While I used to be the exception to the rule - with most comic readers in America having grown up on comics. That's no longer the case. More and more comic readers are like me. But instead of reading Franco-Belgian comics, they're reading webcomics.
And though most of the comic industry has recognized the viability of creator-owned comics, many of us still fall short on our perspective on webcomics. Even though we know that they're still comics, regardless of the fact that they're not part of the Direct Market, we don't act on this understanding. Even though they're not out of reach, most creators aren't trying to engage this audience and are missing an opportunity to build a larger, more global audience.
This is due, in part, to the terminology we use and the way in which we educate ourselves as creators. Since we're trying to become a part of the industry, we work to surround ourselves with other creators and devour any information about the industry that gets shared.
As a result, owe end up only thinking about comics in terms of what's being done or considered by our peers, leading our thinking into very insular territory. This is apparent, even in the language that we use.
Take the term "Big Two." For those of you who aren't familiar, the Big Two refers to Marvel and DC, and references their combined dominance of both the dollar and unit market share in the Direct Market.
But when you think about how much wider the industry has really become. When you consider the many webcomics out there getting thousands of views, everyday, the more than $40 million raised on Kickstarter, or the rising number of creators turning to Patreon for support, it's easy to see that Marvel and DC aren't really the Big Two anymore, regardless of their influence over the direct market.
The market is much bigger than we give it credit for and we could capitalize on this, if more of us were looking elsewhere, to other industries, to find strategies we can bring back to our industry. To innovate.
Unfortunately, we generally don't. And that's partially due to our goals as creators. Many of you reading this grew up reading comics. And even if you weren't, you might still share a desire to achieve traditional success in comics by being published, or just having your book on the shelves of a comic store.
And while I share both of these ambitions, I think these goals can actually hold creators back. Because if we're too focused on reaching traditional milestones, we might miss new opportunities along the way.
Opportunities like publishing online, building your own audience, and taking your career and future as a creator into your own hands.
We're in a Second Golden Age of comics. But it's not a golden age just because of Image and their increasing market share. It's a golden age because comics now reach far beyond the traditional brick and mortar shops. They're not limited by print distribution, or previously established business models. And I'm not saying that those things are bad.

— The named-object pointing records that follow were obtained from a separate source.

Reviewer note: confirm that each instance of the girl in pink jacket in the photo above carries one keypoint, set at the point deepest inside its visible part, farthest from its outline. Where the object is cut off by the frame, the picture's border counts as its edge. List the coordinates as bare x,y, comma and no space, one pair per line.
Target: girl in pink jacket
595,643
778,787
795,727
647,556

I love a good comic store, print is my preferred way to read a comic, and I think that publishers can bring a lot to the table for a creator.
What I'm saying is that not having those limitations is inherently good. It means more is possible. Creators who might not have had the contacts or resources to create comics before, now can. And creators who were already making comics can reach far more people, and do projects the market might not have been able to support before.
But if we're not making use of this new landscape and seizing these opportunities, then we're wasting our Golden Age.
That's why I want to experiment. I want to try new ways of funding, producing, and delivering comics to readers. I want to utilize all the resources available to us, like online marketing and crowdfunding, to build my own career.
And I think you can, too - if, and only if, you're able to realize why the Big Two really isn't the Big Two anymore and stop thinking about comics in an insular way.
With each creator that does we come a step closer to really changing the comic industry for the better. Because every creator that is able to look past the Big Two, past the traditional comic market, and past what we already know to possible can look, instead, toward the future of comics, where we can build the kind of comic industry we all wish existed.